The methods used in the teaching of articulation form a subject of much interest. The system has materially changed within the past few years. The first step to be taken is to convey a knowledge of the powers of the consonants and sounds of the vowels. Formerly, this was done by what was called the "imitation method." The letter H was usually the point of attack, the aspirate being the simplest of all the powers of the letters. The teacher, holding up the hand of the pupil, makes the aspirate by breathing upon his palm. This is soon imitated, and thus a starting-point is gained. The feeling produced upon the hand is the method of giving him an idea of the powers of the consonants. A later and better system is that called "visible speech." This is a system of symbols representing positions of the mouth and tongue and all the organs of speech, and if the pupil does what the symbols direct he cannot help giving the powers of the letters correctly. By this method a more distinct and perfect articulation is gained, with one-half the labor of the other method. As fast as the powers of the letters are learned, the spelling of words is undertaken. Many words are pronounced perfectly after a few trials: others, however, often defy the most strenuous and persevering effort.

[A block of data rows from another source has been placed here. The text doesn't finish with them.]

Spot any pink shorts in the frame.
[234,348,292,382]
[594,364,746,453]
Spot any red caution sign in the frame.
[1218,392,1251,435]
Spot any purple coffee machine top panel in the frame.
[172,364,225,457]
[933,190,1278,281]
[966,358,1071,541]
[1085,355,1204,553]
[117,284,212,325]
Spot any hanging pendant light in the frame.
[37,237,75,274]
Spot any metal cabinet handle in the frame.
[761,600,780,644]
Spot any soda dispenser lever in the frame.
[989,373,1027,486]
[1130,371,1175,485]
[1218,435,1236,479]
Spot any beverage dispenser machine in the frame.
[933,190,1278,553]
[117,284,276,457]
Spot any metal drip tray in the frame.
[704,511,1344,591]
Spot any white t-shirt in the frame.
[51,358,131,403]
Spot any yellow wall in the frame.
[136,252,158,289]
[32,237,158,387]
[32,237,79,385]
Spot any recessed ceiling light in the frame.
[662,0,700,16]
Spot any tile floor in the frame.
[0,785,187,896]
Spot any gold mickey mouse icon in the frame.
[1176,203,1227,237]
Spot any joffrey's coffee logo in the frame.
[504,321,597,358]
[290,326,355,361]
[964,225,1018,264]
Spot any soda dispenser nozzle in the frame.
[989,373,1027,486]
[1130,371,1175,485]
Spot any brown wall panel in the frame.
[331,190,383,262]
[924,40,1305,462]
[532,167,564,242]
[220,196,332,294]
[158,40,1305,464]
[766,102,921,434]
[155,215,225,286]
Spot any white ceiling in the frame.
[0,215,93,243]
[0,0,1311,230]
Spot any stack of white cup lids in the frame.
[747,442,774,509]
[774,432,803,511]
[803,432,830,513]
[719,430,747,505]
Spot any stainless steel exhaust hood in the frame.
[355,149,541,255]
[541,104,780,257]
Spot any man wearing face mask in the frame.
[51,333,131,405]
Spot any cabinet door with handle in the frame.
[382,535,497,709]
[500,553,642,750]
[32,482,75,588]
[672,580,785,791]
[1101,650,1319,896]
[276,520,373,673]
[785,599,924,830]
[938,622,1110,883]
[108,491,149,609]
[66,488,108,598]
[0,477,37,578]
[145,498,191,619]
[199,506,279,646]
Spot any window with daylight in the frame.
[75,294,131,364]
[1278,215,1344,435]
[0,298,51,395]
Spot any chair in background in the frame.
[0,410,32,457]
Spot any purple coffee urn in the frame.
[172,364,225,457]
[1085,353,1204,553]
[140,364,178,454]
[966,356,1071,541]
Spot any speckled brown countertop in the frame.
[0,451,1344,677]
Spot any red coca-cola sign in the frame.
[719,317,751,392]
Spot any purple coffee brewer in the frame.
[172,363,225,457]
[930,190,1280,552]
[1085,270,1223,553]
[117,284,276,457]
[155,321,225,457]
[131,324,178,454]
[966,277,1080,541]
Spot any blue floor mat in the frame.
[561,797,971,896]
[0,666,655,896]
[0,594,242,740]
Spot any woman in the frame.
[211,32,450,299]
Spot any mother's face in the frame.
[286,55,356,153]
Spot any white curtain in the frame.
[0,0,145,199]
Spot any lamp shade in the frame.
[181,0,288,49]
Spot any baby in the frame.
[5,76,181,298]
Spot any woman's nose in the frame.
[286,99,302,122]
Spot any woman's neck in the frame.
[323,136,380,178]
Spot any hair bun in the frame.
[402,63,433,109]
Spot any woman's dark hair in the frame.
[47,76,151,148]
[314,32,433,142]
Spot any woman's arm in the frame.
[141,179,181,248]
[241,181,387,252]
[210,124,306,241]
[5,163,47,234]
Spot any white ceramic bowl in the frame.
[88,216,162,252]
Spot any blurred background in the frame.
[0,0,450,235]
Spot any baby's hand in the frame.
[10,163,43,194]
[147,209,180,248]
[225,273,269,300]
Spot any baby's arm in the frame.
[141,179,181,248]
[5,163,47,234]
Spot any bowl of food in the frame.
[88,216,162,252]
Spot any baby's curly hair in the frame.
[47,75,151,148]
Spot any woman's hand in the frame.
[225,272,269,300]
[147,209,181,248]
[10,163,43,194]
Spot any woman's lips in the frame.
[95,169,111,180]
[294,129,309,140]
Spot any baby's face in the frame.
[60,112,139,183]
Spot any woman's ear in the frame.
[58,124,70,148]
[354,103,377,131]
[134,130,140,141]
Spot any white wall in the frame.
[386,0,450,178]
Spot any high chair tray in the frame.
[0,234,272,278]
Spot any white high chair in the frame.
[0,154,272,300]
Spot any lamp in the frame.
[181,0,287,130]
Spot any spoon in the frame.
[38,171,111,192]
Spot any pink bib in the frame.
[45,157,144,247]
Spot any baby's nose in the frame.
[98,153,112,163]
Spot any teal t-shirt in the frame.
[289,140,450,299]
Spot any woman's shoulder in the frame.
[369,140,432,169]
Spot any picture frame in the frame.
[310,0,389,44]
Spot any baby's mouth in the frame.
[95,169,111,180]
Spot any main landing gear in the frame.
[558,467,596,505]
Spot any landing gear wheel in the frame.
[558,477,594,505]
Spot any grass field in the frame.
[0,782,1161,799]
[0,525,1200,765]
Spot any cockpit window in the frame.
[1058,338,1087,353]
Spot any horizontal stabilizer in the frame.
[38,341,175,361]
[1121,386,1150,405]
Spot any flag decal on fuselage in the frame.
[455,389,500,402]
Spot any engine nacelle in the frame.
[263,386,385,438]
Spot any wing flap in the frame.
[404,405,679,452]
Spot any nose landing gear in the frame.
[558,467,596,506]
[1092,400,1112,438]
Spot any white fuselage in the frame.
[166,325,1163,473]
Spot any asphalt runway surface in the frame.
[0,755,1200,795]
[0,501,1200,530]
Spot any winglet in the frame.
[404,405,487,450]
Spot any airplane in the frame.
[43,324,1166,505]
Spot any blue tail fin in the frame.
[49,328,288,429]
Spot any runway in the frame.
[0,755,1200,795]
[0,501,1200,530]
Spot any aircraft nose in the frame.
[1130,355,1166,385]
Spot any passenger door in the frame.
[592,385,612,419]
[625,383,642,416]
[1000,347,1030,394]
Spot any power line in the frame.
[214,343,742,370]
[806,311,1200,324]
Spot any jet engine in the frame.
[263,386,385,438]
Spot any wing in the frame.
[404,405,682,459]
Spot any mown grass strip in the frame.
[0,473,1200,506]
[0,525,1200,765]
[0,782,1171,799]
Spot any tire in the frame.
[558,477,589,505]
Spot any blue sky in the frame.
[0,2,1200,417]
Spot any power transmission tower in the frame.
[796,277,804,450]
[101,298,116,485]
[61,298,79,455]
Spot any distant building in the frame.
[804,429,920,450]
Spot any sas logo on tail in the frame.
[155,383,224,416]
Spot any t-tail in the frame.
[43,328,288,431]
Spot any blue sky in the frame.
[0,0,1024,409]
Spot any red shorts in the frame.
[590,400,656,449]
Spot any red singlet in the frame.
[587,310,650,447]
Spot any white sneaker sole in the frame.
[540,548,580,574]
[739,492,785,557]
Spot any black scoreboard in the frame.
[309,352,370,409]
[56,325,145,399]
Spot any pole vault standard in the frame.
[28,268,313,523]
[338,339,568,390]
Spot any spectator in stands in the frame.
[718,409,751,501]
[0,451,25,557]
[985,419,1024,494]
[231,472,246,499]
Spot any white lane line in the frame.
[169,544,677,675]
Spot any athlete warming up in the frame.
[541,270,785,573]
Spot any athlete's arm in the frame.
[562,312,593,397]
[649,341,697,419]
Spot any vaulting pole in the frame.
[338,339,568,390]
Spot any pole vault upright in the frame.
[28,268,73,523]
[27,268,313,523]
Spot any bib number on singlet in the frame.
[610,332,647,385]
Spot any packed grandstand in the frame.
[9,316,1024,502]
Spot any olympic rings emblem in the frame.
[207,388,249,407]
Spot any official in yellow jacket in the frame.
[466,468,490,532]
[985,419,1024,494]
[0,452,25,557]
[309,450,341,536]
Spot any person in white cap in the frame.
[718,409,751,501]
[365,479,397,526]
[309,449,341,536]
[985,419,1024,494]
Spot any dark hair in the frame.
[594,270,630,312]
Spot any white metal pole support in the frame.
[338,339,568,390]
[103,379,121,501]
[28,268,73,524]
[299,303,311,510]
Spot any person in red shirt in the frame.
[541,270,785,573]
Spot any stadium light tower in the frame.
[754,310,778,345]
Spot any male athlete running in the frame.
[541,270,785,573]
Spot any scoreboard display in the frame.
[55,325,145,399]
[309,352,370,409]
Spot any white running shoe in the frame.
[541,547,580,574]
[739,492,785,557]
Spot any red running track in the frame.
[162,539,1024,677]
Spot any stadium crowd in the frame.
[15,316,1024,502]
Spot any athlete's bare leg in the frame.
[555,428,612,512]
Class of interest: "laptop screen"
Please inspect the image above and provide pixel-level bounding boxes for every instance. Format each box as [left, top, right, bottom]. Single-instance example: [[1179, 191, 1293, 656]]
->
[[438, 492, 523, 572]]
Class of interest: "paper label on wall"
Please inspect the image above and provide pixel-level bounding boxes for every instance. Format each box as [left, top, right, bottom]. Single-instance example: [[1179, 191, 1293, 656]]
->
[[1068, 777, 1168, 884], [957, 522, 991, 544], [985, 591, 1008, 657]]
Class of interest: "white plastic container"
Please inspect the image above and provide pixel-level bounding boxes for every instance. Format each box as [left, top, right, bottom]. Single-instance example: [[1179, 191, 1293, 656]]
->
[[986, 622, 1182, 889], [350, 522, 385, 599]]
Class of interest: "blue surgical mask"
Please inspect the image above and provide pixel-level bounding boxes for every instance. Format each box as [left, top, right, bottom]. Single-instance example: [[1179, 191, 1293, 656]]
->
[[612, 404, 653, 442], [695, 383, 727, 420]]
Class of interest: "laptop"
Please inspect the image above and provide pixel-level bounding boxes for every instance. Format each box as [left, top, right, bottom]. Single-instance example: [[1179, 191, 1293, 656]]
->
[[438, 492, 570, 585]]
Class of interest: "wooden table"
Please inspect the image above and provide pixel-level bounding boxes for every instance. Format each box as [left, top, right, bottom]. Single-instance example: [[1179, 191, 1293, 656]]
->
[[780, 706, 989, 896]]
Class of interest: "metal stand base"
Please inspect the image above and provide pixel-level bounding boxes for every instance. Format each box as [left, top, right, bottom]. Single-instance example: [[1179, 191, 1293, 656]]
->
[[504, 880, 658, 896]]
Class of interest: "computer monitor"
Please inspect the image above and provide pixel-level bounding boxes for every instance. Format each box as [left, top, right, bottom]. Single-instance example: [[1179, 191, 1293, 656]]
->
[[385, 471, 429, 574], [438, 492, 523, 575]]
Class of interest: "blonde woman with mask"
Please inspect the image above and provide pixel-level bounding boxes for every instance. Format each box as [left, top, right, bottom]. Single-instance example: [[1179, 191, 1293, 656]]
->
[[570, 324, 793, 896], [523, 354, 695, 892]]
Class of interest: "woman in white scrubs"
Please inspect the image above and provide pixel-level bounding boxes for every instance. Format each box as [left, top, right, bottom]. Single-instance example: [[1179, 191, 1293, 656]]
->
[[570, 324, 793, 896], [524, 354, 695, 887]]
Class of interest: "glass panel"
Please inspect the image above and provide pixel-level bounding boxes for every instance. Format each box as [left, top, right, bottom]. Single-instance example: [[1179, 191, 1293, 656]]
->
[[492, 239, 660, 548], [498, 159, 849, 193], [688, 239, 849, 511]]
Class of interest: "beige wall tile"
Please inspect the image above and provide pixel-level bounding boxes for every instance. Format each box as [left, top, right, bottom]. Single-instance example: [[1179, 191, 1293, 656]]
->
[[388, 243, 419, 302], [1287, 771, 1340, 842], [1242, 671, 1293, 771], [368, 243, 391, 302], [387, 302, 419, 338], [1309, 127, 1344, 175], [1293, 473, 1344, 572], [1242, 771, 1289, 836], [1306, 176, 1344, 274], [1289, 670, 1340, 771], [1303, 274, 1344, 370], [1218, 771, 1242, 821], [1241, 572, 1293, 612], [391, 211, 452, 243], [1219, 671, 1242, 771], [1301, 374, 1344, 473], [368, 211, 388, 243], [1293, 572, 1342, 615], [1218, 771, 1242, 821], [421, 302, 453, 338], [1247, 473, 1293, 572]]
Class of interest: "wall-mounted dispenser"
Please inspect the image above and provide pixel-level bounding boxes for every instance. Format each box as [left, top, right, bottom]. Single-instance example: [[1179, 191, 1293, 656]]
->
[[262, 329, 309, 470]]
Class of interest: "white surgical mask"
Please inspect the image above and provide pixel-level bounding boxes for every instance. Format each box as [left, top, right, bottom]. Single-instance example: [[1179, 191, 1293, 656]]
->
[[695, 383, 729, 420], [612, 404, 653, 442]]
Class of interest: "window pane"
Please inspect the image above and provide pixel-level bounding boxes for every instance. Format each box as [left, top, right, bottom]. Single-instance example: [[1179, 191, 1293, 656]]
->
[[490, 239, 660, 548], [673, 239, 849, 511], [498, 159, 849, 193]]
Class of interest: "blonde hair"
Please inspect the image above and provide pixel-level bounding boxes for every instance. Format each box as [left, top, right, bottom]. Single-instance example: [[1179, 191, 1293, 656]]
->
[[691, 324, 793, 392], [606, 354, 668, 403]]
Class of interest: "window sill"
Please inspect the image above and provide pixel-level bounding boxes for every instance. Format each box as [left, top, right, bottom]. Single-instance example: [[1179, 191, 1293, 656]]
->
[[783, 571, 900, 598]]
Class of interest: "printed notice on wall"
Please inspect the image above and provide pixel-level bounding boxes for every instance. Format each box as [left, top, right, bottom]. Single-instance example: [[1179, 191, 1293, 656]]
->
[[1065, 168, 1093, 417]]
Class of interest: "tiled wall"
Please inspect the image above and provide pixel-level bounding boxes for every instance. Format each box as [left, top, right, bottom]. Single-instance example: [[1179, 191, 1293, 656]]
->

Entire mutes who undertake articulation are like hearing children endeavoring to keep up the full curriculum of a modern school and pursue the study of music in addition: the ordinary studies demand all the energies of the child. Articulation consumes much time and strength. Exceptional cases are of course to be found which are indeed a triumph of culture, but the great mass of the deaf and dumb must always be content with written language.

Articulation is also exceedingly trying to the unused or long-disused throat and lungs. In this the teachers are likewise sufferers. The tax upon the vocal organs is necessarily much greater than that in ordinary speaking schools. But the disuse of the vocal organs in articulate speech does not indicate that they are wholly unused. A lady visiting an institution for the deaf and dumb a few years ago poetically called the pupils the "children of silence." Considering the tremendous volume of noise they are able to keep up with both feet and throat, the title is amusingly inappropriate. A deaf-and-dumb institution is the noisiest place in the world.

In summing up the results usually attained, let no discontented taxpayer grumble at the large outlays annually made in behalf of the deaf and dumb. If they learned absolutely nothing in the school-room, the intelligence they gain by contact with each other, by the lectures in signs, by intercourse with teachers, and the regular and systematic physical habits acquired, are of untold value. Add to this a tolerable acquaintance with the common English branches, such as reading, writing, arithmetic—one of their most useful acquirements—geography and history, and we have an amount of education which is of incalculable value.